Los críticos dentro de su propio partido, como Manlio Fabio Beltrones y Francisco Labastida, podrán alegar ante las instancias competentes la ilegalidad de la asamblea que aprobó la modificación de estatutos con la reelección -no del líder, porque no lo es- sino del administrador del negocio milmillonario que es ese partido.
Es muy remota la posibilidad de que se declare inválida la reelección de Moreno, quien tiene a su favor la legitimidad que le da el espíritu y la naturaleza del PRI; ni ese partido ni sus antecesores, el PNR y el PRM, se organizaron y operaron como instituciones democráticas, ni se propusieron nunca promover la democracia en México.
El PRI y sus antecesores fueron creados para controlar a la ciudadanía, a la que organizó corporativamente y así gobernó durante siete décadas que se mantuvo en el poder, la mayor parte de las cuales ni siquiera permitía elecciones confiables.
La democracia de la que se sienten progenitores -sin serlo- los intelectuales liberales, como Krause y Aguilar Camín que señalan denodadamente el autoritarismo de la 4T, inició su andar en 1977 con la primera Ley de Organizaciones Políticas y Procesos Electorales, y lo que ha conseguido hasta ahora es lo que se podría considerar como una democracia minimalista.
Estuvo bien un tiempo, pero hace años que dejó de evolucionar.
Digamos que nuestra democracia cuenta con los mecanismos y normas jurídicas para hacer que los ciudadanos decidamos colectivamente quiénes gobiernan, pero hasta ahí; ni el equilibrio de poderes, ni las libertades de asociación y de expresión han sido cabalmente efectivas, y mucho menos en cientos de municipios y algunos estados de la República.
Hemos tenido una democracia esencialmente electoral, que no podía evolucionar como una ‘democracia sin adjetivos’, es decir, sin adicionarle ideales al derecho a votar, como propuso Krause hace algunos años: la política dejada al ‘libre’ mercado neoliberal.

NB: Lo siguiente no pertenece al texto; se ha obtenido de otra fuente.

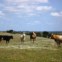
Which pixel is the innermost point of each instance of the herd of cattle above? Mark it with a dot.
(57, 38)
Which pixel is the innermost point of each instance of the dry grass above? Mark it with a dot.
(44, 54)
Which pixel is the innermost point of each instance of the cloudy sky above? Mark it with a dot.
(31, 15)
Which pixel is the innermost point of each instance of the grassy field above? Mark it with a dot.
(43, 50)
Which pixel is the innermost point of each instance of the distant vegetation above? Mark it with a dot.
(39, 33)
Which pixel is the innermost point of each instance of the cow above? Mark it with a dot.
(33, 36)
(22, 37)
(57, 38)
(6, 38)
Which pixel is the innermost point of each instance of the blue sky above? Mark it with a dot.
(31, 15)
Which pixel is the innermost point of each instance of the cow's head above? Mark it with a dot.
(11, 37)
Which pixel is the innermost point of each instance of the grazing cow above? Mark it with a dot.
(33, 36)
(57, 38)
(6, 37)
(23, 37)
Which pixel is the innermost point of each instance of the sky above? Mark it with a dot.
(31, 15)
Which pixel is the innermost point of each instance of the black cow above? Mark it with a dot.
(33, 36)
(6, 37)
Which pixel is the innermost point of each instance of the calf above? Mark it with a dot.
(6, 38)
(57, 38)
(33, 36)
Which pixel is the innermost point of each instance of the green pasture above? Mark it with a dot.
(43, 50)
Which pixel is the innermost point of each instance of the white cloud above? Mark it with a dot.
(11, 9)
(44, 8)
(56, 14)
(25, 6)
(1, 13)
(33, 22)
(27, 1)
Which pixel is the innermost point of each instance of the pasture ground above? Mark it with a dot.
(43, 50)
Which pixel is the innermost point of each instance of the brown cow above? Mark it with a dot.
(57, 38)
(22, 37)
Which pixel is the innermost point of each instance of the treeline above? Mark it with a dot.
(40, 34)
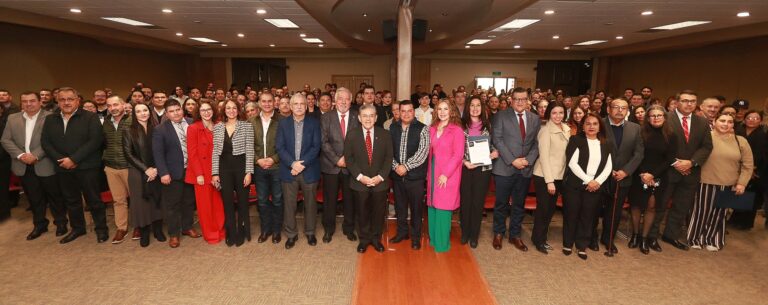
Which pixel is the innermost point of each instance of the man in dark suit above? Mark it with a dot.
(298, 145)
(74, 138)
(694, 144)
(514, 136)
(169, 148)
(335, 126)
(21, 139)
(627, 154)
(368, 165)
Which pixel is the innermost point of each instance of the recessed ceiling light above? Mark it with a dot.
(282, 23)
(589, 42)
(680, 25)
(517, 24)
(478, 41)
(127, 21)
(203, 39)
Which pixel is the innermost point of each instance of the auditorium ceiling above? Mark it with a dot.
(614, 26)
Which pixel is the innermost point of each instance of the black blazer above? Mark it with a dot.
(697, 149)
(166, 149)
(356, 157)
(82, 141)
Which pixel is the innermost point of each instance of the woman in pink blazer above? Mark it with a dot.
(446, 152)
(210, 210)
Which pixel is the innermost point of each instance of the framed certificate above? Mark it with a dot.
(479, 148)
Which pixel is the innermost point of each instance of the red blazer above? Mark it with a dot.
(199, 151)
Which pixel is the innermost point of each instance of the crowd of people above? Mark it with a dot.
(165, 157)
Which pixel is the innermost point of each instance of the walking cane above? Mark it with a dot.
(609, 253)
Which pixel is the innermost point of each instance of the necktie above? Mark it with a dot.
(369, 146)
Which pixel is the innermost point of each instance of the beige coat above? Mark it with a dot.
(552, 142)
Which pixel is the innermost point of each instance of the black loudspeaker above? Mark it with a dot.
(389, 30)
(419, 29)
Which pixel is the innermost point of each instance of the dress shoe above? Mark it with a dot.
(518, 243)
(61, 230)
(644, 248)
(634, 241)
(263, 237)
(497, 241)
(398, 238)
(36, 232)
(290, 242)
(136, 234)
(174, 242)
(378, 246)
(71, 236)
(119, 236)
(191, 233)
(675, 243)
(654, 244)
(361, 248)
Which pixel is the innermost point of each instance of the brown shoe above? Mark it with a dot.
(191, 233)
(136, 234)
(174, 242)
(497, 241)
(518, 243)
(119, 236)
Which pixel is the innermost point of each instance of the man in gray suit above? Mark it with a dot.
(628, 152)
(334, 126)
(514, 135)
(21, 138)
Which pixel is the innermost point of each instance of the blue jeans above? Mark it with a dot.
(270, 211)
(516, 187)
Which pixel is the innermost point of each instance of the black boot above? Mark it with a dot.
(634, 241)
(144, 240)
(157, 228)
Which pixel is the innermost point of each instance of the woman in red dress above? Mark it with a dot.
(210, 210)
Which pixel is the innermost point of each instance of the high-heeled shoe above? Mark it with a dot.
(644, 247)
(634, 241)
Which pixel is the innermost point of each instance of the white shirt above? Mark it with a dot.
(29, 129)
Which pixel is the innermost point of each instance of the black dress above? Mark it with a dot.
(659, 155)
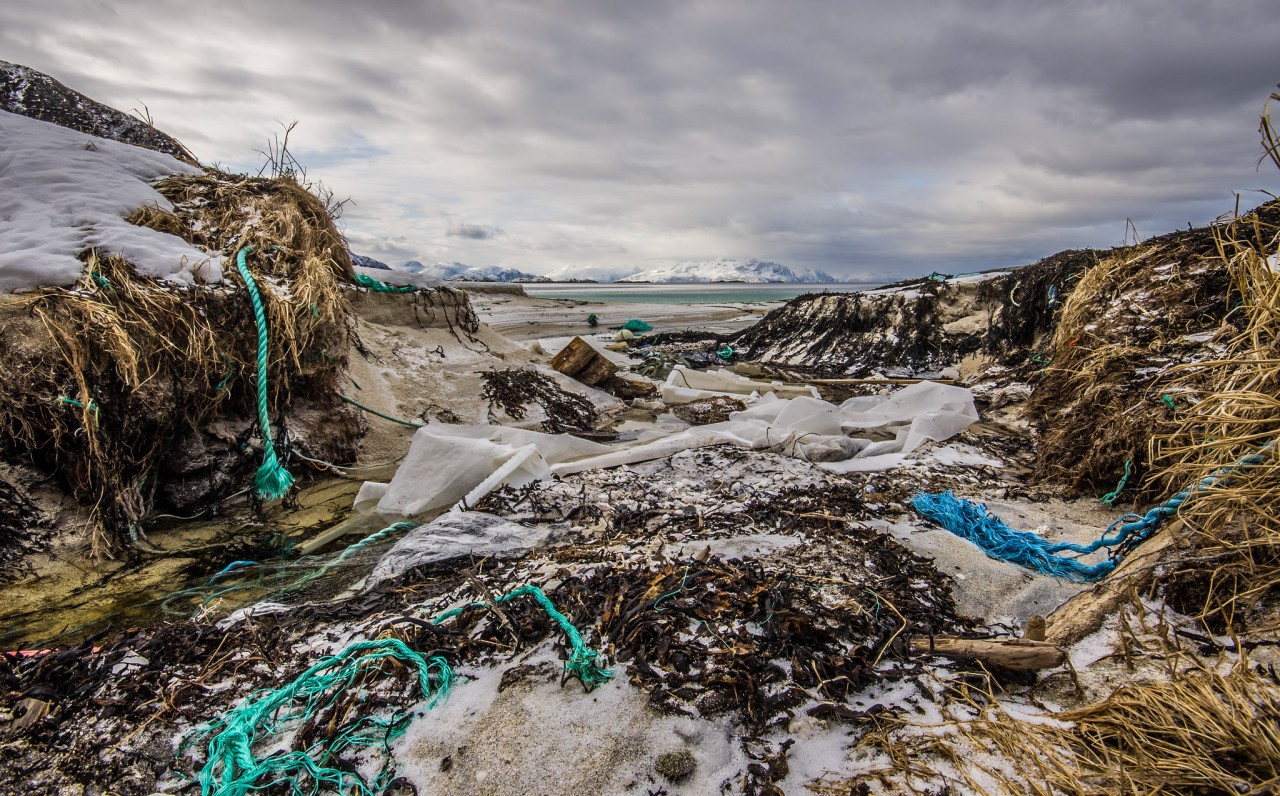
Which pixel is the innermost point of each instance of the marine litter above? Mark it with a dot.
(700, 571)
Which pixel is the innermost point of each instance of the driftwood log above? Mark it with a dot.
(1084, 613)
(1006, 653)
(584, 362)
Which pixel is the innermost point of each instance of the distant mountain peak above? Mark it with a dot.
(460, 271)
(35, 95)
(728, 269)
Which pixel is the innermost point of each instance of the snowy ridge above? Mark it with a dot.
(35, 95)
(461, 271)
(727, 269)
(63, 192)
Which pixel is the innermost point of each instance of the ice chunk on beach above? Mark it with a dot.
(440, 470)
(453, 535)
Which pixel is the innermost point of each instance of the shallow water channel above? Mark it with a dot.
(184, 572)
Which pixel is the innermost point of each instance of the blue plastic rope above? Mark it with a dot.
(272, 480)
(974, 522)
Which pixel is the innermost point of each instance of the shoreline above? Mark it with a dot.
(525, 318)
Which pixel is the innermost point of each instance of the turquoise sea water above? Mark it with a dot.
(708, 293)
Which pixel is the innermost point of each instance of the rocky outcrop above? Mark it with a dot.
(32, 94)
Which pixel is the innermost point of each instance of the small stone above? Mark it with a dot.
(675, 765)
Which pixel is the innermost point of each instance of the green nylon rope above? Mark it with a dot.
(382, 287)
(233, 769)
(360, 406)
(364, 543)
(1111, 497)
(272, 480)
(581, 660)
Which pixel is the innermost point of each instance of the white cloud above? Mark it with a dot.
(850, 137)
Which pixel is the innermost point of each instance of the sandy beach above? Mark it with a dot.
(525, 318)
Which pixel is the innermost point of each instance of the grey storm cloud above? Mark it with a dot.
(474, 232)
(863, 138)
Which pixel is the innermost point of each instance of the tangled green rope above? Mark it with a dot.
(364, 543)
(581, 660)
(382, 287)
(234, 771)
(272, 480)
(232, 768)
(1111, 497)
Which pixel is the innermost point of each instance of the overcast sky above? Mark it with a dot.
(862, 138)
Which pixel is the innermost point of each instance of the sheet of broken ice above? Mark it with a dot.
(457, 465)
(819, 431)
(685, 385)
(453, 535)
(63, 192)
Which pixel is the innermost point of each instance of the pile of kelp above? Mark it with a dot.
(757, 641)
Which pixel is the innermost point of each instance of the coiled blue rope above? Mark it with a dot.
(974, 522)
(272, 480)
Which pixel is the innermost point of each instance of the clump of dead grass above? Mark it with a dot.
(1130, 319)
(112, 370)
(1229, 438)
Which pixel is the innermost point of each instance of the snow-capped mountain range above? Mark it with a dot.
(727, 269)
(466, 273)
(35, 95)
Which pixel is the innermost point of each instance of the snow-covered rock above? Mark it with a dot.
(727, 269)
(63, 192)
(32, 94)
(362, 261)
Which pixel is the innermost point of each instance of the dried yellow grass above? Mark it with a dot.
(144, 360)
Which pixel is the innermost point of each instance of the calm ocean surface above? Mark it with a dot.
(707, 293)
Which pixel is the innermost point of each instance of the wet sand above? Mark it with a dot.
(524, 318)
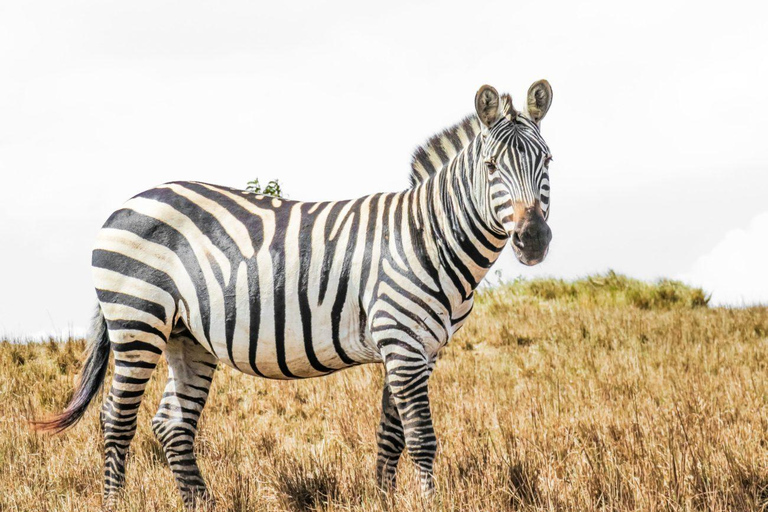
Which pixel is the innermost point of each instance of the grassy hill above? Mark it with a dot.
(604, 393)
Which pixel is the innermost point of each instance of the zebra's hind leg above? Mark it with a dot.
(137, 346)
(190, 373)
(390, 439)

Las desigualdades de todo tipo que distinguen internacionalmente a México son una prueba fehaciente de que la democracia electoral es necesaria pero insuficiente para lograr que el crecimiento económico se transforme en progreso sin exclusiones.
La democracia tiene que arraigar en los ámbitos en que se originan las causas principales de las desigualdades: el laboral en términos de elecciones de representantes sindicales y salariales, y en la estructura de ingresos y gastos fiscales.
Para allá va el cambio de régimen que emprendió López Obrador y al que Claudia Sheinbaum propone agregarle el segundo piso; para avanzar, la democracia dejaría de ser un fin en sí mismo para operar como un medio con el cual perseguir valores e intereses mayoritarios.
Los valores y acciones que la democracia puede contribuir a promover varían entre nacionalidades y circunstancias; en nuestro caso cabría esperar, por ejemplo, que los ciudadanos, además de decidir mediante el sufragio quienes nos gobiernan, tuviéramos mecanismos efectivos para saber, mediante la efectiva rendición de cuentas, cómo lo están haciendo con apego al bien común.
La virtual presidenta electa da la impresión de tener una genuina voluntad de acercamiento con empresarios industriales, mercantiles y financieros en cuyas manos está más del 75 por ciento de las inversiones que dinamizan el crecimiento económico, pero Sheinbaum también ha dejado en claro que por el bien de todos, la prosperidad tiene que acelerarse y ser pareja, incluyente, adjetivos necesarios de la democracia.